Introduction: Helm Lit

About: in love with robotics and programming. Electrical and Software Engineering Undergrad, McGill University

In this instructables I'll be showing you how to build headgear with an integrated 8x8 LED display, a.k.a. one of the most lit thing you've seen yet.
Let's dive into it!

Step 1: Supplies!

x1 Safety Helmet (can be broken)

x1 arduino nano (I got mine on amazon here)

x1 8x8 LED display (I got mine also on amazon here, was a bit cheaper and it was able to bend)

x1-x2 9v Batteries and their connectors

(optional) x1 Switch

(optional) Velcro and/or Hot Glue

Soldering machine (if possible),


and a computer

Step 2: Step 1: Soddering

You can manage without but it's much cleaner if you have access to a soldering machine.
Start off by de-soldering connection 1 (in the picture) from the 8x8 LED display. You can also de-solder connection 2 but it is not recommended (see why later).
Keep the cable and connection from 1 and solder it to your Arduino Nano (cable colour may differ, check Silk screen):
Red -> 5V

Green -> GND

White -> Pin 6

This enables you to connect and de-connect your Arduino from the LCD Display whenever you want.

Then Solder your 9V connector to the Arduino, make sure to put your switch in between the (+) of the battery and the Vin of the Arduino

Red -> Switch ->Vin

Black -> GND

Step 3: Step 2: Assembly

Get your drill and locate where to pierce the hole on the helmet so that the cable from the LED screen can enter it. Drill a hole on top of the helmet to fit in your switch. Fit the cable in and look where you are going to position it all.

(Optional: use your drill to pierce two holes on both sides of the helmet to fit in your cup/can holders)

Step 4: Step 3: Binding

Velcro or hot glue everything to the helmet. Use duct tape to hold the battery since you will have to switch it from time to time.
Note: I used Nuts and bolts to attach my cup holders, was thinking of replacing them with metal or plastic holders.

Step 5: Step 4: Making It Work

Get your computer out and make sure you have the Arduino IDE installed (you can find it here). Now download the latest version of the Adafruit NeoPixel library and add it to the Arduino IDE (Sketch -> Include Library -> Add .ZIP Library).

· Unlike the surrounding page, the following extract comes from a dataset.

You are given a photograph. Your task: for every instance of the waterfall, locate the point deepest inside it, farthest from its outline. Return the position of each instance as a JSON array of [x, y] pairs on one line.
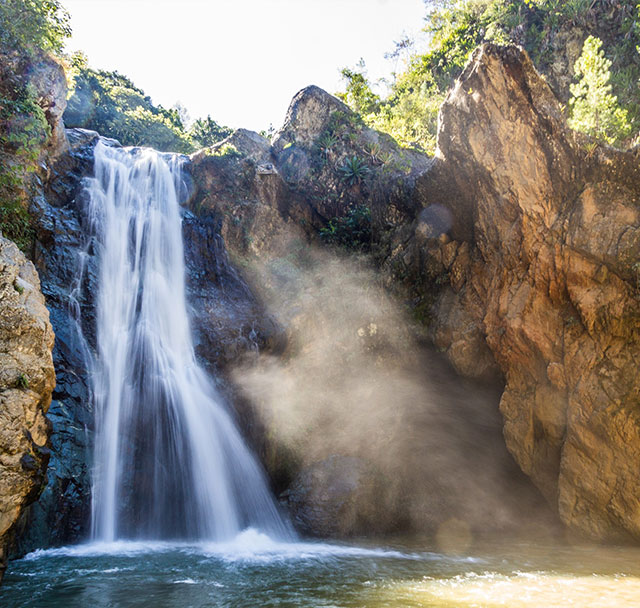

Connect everything together (if you keep your Arduino connected to your computer you won't have to connect the 9V battery), download, compile and upload testHelmlit.ino (attached in this instructable) to your Arduino.
Watch in amazement as your helmet becomes L.I.T.

You can add tubes to your cup holders if you're feeling extra adventurous ;)


In Step 1, you can notice the 5V power input that is requested from the LED screen, some models of the screen do not have it (i.e. the Adafruit model). If you do not connect this 5V power source to the screen your project will still work properly but only for around 10-15 mins. This is because the 9V battery connected to the arduino has to power at the same time the Arduino and the LED screen which is very current hungry, your 9V battery will discharge a lot faster than normal and at around 60% will only be able to provide enough current for the Arduino and a few of the LEDs.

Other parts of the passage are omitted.